Two USB 2.0 headers join the standard set of front panel connectors and audio link along the motherboard’s bottom edge. ASRock also includes COM and TPM connectors, as well as a Thunderbolt link header and two-digit debug LED display.


ASRock’s Purity Sound 3 audio system is based around the Realtek ALC 1150 codec. Two Texas Instruments NE5532 op-amps drive rear and front panel headphone jacks, while Nichicon capacitors filter the audio signals.

PCB segregation is used to separate the audio signals, however the Realtek ALC 1150 codec is deployed in an unshielded state – many motherboards ship with dedicated EMI shielding for the audio codec.


A total of six USB 3.0 ports are found in the rear IO section, all of which stem from the Z170 chipset. One of these connectors doubles up to form ASRock’s Fatal1ty mouse port that features enhanced control adjustments through OS-based software. ASMedia’s ASM1142 chipset feeds the pair of USB 3.1 ports, while an EtronTech EJ179V switch makes the reversible Type-C USB 3.1 connector physically possible.

Despite providing legacy keyboard and mouse support via the PS/2 connector, there are no USB 2.0 ports on the motherboard. This can hardly be deemed a negative now that the Windows OS is more USB-aware, although I would have liked to see two of the rear IO USB 3.0 re-assigned to an extra internal header duty, and then replaced by a pair of USB 2.0 connections. This is perfectly acceptable given that the Z170 chipset supports up to fourteen USB connections in total.

Gigabit Ethernet is provided by Killer’s new E2400 series chipset. Network control in Killer’s OS software remains one of its strongest purchasing points for motherboard vendors. HDMI, DVI-D, and DisplayPort 1.2 cater for high-resolution outputs from the iGPU. Audio connections are the standard affair and the venerable clear CMOS button is an always-welcomed addition to the rear IO.
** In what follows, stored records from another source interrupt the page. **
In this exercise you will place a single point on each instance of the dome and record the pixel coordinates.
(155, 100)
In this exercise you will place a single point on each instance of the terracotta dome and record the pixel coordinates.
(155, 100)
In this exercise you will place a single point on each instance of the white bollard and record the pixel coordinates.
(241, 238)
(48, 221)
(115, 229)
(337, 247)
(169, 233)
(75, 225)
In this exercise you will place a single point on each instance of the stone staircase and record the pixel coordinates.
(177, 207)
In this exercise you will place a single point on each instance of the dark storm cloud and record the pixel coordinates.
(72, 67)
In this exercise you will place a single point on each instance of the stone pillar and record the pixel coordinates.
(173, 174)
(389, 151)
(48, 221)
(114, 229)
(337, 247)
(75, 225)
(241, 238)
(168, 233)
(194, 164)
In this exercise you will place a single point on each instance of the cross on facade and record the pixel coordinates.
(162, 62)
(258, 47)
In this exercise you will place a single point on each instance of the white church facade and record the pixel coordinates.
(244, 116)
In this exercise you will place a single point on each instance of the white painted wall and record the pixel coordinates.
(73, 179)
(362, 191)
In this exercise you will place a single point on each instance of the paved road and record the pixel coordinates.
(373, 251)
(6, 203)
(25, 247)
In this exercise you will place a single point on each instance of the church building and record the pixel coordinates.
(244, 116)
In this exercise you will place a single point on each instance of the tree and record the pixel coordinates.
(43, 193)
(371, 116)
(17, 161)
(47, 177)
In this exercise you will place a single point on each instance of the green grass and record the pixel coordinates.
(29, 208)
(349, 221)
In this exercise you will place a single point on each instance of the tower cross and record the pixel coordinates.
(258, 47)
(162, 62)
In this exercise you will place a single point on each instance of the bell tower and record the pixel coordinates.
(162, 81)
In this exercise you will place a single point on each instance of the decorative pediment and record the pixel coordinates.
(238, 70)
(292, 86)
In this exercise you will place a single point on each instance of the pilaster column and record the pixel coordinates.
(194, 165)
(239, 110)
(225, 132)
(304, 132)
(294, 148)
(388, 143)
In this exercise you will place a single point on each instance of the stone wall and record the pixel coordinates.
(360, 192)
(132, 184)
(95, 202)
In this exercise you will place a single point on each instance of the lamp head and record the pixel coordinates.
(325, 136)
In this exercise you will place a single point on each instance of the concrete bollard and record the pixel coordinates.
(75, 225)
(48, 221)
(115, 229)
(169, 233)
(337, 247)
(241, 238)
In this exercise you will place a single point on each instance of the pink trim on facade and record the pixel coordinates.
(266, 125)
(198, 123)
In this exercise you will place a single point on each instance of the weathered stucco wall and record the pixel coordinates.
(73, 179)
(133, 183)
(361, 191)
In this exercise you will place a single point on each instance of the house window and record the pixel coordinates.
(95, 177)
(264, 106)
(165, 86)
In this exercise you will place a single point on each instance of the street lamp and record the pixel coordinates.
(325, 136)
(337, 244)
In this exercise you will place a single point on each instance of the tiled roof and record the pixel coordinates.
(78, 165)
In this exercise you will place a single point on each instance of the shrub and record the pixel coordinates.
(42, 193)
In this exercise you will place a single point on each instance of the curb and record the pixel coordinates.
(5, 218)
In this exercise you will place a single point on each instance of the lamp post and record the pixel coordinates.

How effective you deem positioning of the motherboard’s six 4-pin fan headers will depend on your system’s components. Both 4-pin CPU fan headers are actually positioned below the socket, with the two connections in the upper-right corner being assigned chassis fan control. This will appeal to users of large air coolers as fan cables can hide under a fin array, but those with an AIO liquid cooler will not be impressed by the CPU headers’ positioning.

With that said, ASRock’s UEFI and OS tools, as well as the Nuvoton NCT6791D chipset’s capabilities, mean that all of the fan headers feature extensive control options. So there’s no harm in plugging your CPU cooler’s fans into the chassis fan headers. Nevertheless, I would have liked one of the headers to be better placed for serving a rear chassis fan without sprawling cables.